Darling fails to deliver

After 50 minutes of soporific buzz words and statistics, it became clear that, for IT at least, Alistair Darling's Budget had very little to offer.

After 50 minutes of soporific buzz words and statistics, it became clear that, for IT at least, Alistair Darling's Budget had very little to offer.

There were a couple of nods to technology. Congestion charging initiatives and plans to trial biometrics at Heathrow could kick-start some major IT investments. And the government's plans to require businesses to make buildings carbon neutral by 2019 could create difficulties for datacentre managers.

But for most IT professionals, the Budget was a missed opportunity.

Any hopes that the tax breaks for research and development announced by Darling would cut the cost of software development were quickly dashed. Accountants point out that what the chancellor is giving with one hand, the government plans to take away with the other, by taxing research projects when they lead to products.

Many were hoping that Darling would use the Budget to support businesses tackling computer crime. The problem costs the economy billions of pounds a year, and the fear of e-crime is deterring many people from buying online.

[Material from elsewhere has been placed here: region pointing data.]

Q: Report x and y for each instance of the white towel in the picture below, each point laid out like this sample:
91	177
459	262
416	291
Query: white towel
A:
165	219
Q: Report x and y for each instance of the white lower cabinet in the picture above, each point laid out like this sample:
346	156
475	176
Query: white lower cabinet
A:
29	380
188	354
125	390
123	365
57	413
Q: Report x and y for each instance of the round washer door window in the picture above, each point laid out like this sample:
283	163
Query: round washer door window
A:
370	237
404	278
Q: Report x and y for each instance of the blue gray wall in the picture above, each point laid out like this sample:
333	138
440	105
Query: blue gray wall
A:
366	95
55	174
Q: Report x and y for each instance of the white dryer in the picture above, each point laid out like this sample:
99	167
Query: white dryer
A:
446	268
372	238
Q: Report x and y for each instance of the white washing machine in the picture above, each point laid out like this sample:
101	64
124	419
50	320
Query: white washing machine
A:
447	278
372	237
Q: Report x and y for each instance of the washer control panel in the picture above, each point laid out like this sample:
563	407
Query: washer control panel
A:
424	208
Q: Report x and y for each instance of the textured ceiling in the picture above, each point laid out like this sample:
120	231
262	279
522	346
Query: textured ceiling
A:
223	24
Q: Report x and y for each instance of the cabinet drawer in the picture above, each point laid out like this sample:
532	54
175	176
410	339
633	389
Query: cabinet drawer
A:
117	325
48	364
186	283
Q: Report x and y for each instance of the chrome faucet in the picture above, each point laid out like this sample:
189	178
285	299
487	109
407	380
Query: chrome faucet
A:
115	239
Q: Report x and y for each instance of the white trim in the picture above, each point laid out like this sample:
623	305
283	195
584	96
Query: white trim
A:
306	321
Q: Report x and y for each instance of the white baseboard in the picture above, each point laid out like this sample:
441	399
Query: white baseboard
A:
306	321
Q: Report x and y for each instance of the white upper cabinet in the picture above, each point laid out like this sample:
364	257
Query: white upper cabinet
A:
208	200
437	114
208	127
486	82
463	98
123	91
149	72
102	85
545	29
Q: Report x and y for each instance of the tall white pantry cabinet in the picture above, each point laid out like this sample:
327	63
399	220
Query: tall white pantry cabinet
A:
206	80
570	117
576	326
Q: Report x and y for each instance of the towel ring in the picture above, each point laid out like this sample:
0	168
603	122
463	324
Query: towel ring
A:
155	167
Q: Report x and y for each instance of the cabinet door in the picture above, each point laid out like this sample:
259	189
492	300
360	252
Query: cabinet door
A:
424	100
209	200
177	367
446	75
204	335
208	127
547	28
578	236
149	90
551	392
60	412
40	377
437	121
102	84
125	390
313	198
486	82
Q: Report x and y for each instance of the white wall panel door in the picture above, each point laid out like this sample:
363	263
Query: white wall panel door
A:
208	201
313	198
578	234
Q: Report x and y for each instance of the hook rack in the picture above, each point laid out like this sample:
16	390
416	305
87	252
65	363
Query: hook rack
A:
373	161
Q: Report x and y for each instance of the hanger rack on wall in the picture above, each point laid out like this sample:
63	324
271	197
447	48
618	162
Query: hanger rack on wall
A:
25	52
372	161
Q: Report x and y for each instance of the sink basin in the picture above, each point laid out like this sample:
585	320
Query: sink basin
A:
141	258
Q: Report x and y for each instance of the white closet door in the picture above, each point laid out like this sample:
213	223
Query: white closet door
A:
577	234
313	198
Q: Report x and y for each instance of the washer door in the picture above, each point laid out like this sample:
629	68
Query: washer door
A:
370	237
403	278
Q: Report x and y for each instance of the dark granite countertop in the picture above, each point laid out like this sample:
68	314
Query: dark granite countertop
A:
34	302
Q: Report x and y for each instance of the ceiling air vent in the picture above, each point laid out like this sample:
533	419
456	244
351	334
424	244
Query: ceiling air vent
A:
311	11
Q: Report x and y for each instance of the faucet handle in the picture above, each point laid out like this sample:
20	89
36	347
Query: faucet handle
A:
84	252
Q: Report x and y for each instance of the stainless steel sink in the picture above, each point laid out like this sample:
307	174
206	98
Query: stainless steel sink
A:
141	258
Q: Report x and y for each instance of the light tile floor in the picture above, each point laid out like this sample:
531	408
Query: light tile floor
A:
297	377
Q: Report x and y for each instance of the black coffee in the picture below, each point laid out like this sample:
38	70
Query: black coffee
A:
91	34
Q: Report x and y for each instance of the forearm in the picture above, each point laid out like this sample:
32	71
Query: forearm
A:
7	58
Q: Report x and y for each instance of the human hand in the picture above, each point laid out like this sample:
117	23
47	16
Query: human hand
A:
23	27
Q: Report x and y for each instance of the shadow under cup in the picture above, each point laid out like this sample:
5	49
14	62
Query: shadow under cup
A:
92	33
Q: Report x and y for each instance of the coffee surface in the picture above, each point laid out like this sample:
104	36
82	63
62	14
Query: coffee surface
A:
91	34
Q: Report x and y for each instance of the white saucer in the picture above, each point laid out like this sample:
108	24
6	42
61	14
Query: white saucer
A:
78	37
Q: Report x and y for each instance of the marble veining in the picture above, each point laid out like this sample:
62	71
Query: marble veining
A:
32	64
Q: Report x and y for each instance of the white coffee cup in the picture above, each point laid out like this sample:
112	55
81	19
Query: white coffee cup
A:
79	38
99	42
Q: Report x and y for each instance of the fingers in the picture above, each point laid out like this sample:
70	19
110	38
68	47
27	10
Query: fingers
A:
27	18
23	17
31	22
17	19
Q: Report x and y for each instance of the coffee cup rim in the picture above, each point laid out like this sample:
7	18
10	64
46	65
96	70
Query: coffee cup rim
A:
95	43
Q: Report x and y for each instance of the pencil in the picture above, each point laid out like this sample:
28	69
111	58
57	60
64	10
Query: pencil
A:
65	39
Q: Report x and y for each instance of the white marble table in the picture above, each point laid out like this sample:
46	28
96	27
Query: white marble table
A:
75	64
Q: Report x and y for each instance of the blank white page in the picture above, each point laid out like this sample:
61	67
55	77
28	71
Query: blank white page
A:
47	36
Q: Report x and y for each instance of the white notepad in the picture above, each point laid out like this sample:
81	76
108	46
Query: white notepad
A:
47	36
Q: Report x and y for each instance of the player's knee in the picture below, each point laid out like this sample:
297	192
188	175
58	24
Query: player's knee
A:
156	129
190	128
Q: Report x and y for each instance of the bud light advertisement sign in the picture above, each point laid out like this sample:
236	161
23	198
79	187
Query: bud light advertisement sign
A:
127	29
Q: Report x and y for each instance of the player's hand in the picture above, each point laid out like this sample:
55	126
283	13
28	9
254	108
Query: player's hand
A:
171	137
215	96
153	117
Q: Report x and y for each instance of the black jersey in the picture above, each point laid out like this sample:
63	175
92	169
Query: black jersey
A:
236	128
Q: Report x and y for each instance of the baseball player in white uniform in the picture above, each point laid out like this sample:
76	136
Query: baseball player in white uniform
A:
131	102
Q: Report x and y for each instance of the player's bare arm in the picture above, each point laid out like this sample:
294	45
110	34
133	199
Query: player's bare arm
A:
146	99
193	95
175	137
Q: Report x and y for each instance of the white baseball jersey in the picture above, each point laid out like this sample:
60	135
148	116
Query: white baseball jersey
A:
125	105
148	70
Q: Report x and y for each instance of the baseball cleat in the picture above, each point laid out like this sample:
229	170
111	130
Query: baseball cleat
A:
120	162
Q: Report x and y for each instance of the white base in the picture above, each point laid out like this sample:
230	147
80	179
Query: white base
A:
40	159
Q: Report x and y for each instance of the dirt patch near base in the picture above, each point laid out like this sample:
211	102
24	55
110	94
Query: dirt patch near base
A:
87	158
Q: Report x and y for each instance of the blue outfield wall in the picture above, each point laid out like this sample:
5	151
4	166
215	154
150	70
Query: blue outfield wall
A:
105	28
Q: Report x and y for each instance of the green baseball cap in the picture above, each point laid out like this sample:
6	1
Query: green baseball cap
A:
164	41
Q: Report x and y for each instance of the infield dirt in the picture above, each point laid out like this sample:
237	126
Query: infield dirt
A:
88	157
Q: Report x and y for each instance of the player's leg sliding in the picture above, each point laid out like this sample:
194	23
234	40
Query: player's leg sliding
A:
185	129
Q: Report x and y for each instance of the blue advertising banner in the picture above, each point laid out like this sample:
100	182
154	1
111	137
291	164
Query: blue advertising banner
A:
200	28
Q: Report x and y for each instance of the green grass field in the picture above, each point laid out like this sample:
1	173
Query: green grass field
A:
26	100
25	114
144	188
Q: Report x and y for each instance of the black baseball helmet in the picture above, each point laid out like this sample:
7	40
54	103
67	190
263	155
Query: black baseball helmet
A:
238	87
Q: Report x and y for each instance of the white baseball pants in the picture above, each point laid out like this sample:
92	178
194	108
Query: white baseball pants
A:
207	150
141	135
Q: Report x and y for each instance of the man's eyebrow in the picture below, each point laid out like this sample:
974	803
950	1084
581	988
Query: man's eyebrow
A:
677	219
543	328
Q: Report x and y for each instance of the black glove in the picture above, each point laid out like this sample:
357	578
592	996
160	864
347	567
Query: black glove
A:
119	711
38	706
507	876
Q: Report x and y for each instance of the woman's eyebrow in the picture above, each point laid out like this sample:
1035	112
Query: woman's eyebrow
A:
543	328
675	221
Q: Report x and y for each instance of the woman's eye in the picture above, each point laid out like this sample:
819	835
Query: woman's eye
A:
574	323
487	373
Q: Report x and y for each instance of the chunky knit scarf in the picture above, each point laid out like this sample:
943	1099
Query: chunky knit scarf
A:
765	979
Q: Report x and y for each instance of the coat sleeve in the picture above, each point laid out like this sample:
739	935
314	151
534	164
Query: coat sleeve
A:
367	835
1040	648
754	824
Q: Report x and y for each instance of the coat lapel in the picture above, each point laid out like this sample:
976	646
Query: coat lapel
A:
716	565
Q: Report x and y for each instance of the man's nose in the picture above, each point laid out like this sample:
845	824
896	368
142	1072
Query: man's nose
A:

The police and industry have been calling for funding for an e-crime unit to replace the now defunct National Hi-Tech Crime Unit. A signal that the government planned to support the new unit would have won Darling much admiration.

But the greatest omission was the failure to address the UK's lamentable performance in training and developing IT professionals.

Organisations such as E-Skills UK have done much to improve IT courses in universities, but they have been unable to stem the decline in the number of young people entering the IT profession. With few employers giving training for IT staff the priority it needs, the UK is heading towards an IT training crunch.

The chancellor could have reversed the decline by announcing sorely needed tax breaks for training, for companies and for self-employed contractors. Without them, the UK faces a struggle to compete with the highly trained IT professionals in places such as India, where tax breaks for training are taken for granted.